Current Term January 29, 2025 - December 2026
Ric was born in Mexico City and raised in Montebello, giving him firsthand insight into the immigrant experience and the structural challenges faced by working families. He understands the complexity of navigating systems that were never designed with equity in mind. Perhaps more importantly, he understands how to improve them. Ric didn't enter public service for ceremony or symbolism, but to make measurable, lasting impact.
He holds a Bachelor’s degree in Electrical Engineering and a Master’s degree in Computer Science. His professional career in aerospace demands precision, accountability, and the disciplined application of systems thinking. In that environment, decisions are grounded in data. Failure is analyzed, understood, and used to evolve. Ric brings that same rigor to municipal governance. He prepares thoroughly, interrogates assumptions, and prioritizes effectiveness over optics. Governance, to him, is not performance, it is execution.
His focus as a policymaker centers on four essential pillars: public safety, education, economic development, and infrastructure.

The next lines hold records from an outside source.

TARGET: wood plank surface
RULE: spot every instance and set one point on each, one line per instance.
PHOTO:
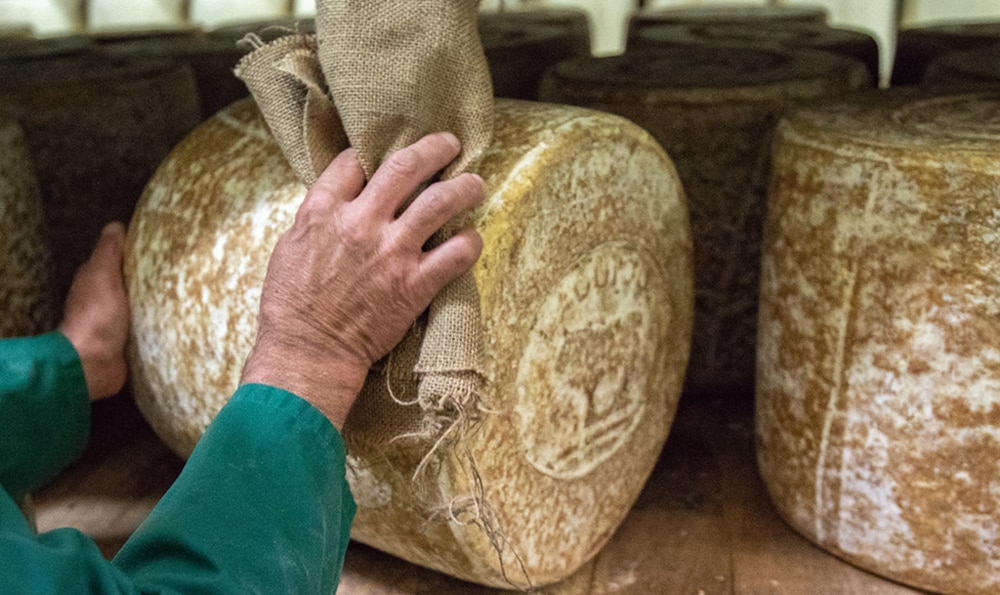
(703, 525)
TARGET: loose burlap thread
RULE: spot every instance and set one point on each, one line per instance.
(377, 76)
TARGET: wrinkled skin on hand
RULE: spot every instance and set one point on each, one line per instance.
(350, 276)
(96, 315)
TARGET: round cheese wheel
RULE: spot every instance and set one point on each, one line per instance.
(26, 305)
(713, 108)
(97, 128)
(980, 66)
(586, 296)
(916, 48)
(878, 370)
(855, 44)
(723, 14)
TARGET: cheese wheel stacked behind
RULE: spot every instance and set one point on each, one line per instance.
(26, 304)
(96, 128)
(773, 17)
(713, 108)
(976, 67)
(878, 366)
(817, 36)
(917, 47)
(586, 294)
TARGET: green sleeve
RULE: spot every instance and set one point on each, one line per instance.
(262, 506)
(44, 410)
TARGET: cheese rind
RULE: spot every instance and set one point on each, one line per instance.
(878, 371)
(586, 293)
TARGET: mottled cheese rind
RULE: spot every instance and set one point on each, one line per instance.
(26, 304)
(878, 390)
(586, 293)
(714, 110)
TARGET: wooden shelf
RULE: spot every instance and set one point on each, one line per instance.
(703, 524)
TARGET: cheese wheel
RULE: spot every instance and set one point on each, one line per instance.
(723, 14)
(97, 129)
(26, 305)
(211, 59)
(586, 294)
(519, 51)
(916, 48)
(574, 22)
(268, 30)
(818, 36)
(713, 108)
(878, 370)
(47, 47)
(980, 66)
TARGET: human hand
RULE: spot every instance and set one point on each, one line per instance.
(96, 316)
(348, 279)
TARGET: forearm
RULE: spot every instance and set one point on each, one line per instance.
(262, 505)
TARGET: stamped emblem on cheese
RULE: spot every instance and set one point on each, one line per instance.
(582, 380)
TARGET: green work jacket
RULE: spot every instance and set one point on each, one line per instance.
(262, 505)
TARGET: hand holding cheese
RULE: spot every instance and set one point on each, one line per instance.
(96, 318)
(350, 276)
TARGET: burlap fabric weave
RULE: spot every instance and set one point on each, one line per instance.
(378, 76)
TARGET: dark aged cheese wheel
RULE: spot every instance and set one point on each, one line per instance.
(916, 48)
(818, 36)
(518, 51)
(723, 14)
(713, 108)
(97, 128)
(211, 58)
(573, 21)
(980, 66)
(586, 293)
(878, 367)
(26, 306)
(46, 47)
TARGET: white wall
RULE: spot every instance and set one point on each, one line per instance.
(113, 14)
(50, 17)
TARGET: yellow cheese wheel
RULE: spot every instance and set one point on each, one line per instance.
(878, 369)
(713, 108)
(26, 305)
(97, 128)
(917, 47)
(586, 293)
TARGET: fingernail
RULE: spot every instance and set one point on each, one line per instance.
(452, 140)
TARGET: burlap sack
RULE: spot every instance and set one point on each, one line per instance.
(378, 76)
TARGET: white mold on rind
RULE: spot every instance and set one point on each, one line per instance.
(586, 291)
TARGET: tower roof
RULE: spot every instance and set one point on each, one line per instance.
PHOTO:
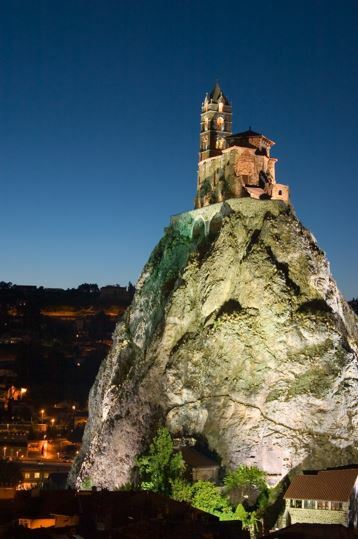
(216, 93)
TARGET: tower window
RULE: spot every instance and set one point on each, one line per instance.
(220, 143)
(220, 123)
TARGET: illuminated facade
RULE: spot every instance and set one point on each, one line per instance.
(233, 165)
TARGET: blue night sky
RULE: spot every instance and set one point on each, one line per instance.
(99, 124)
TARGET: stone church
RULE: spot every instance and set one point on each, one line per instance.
(233, 165)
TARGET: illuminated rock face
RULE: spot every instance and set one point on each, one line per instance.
(237, 332)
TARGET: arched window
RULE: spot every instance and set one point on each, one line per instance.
(220, 123)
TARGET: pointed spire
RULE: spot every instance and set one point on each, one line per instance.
(217, 93)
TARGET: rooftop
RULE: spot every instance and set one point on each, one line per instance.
(333, 485)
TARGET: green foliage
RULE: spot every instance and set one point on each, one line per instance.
(207, 497)
(247, 518)
(161, 466)
(246, 476)
(87, 483)
(182, 490)
(10, 474)
(205, 187)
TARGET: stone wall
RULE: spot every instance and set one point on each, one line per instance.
(315, 516)
(225, 176)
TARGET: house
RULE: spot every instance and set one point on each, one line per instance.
(233, 165)
(323, 497)
(200, 467)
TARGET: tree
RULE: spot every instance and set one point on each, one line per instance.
(244, 481)
(162, 465)
(182, 491)
(207, 497)
(248, 519)
(10, 473)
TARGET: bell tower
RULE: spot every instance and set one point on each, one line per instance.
(215, 123)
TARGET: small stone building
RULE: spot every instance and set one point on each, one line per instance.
(325, 497)
(233, 166)
(199, 466)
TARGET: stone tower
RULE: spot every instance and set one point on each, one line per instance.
(216, 123)
(233, 165)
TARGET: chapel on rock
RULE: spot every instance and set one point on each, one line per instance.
(233, 165)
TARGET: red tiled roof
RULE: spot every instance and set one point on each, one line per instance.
(195, 459)
(333, 485)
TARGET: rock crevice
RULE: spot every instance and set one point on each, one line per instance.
(237, 334)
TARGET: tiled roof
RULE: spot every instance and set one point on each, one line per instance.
(195, 459)
(248, 133)
(333, 485)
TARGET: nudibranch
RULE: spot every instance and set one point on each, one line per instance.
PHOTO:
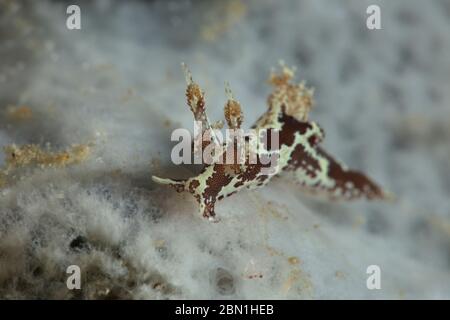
(298, 153)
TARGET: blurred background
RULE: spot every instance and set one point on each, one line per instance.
(116, 85)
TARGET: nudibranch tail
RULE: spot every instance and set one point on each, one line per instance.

These are not abstractions; they are the structural foundations of a functional city. Ric evaluates every proposal against its ability to strengthen these systems. He supports initiatives that are outcomes-oriented and evidence-based, and he rejects those that rely on vague intentions or superficial appeal. If a system fails, it must be fixed. If a process wastes public resources, it must be restructured. If an idea serves the people of Montebello, it must be pursued with discipline and urgency.
Beyond his work in public service, Ric is also a builder and communicator. He produces a podcast that engages with history, mystery, science fiction, and horror. It's an exploration of complex narratives, speculative thinking, and cultural analysis. His approach to storytelling reflects his broader worldview: intellectual curiosity must be matched by clarity, coherence, and critical thinking.
Ric believes leadership is quiet, prepared, and sharp. In rooms where serious decisions are made, the loudest voice is usually the weakest. He listens to people who show up with solutions, not performances. Influence is earned through clarity. Power is built on competence. Everything else is noise.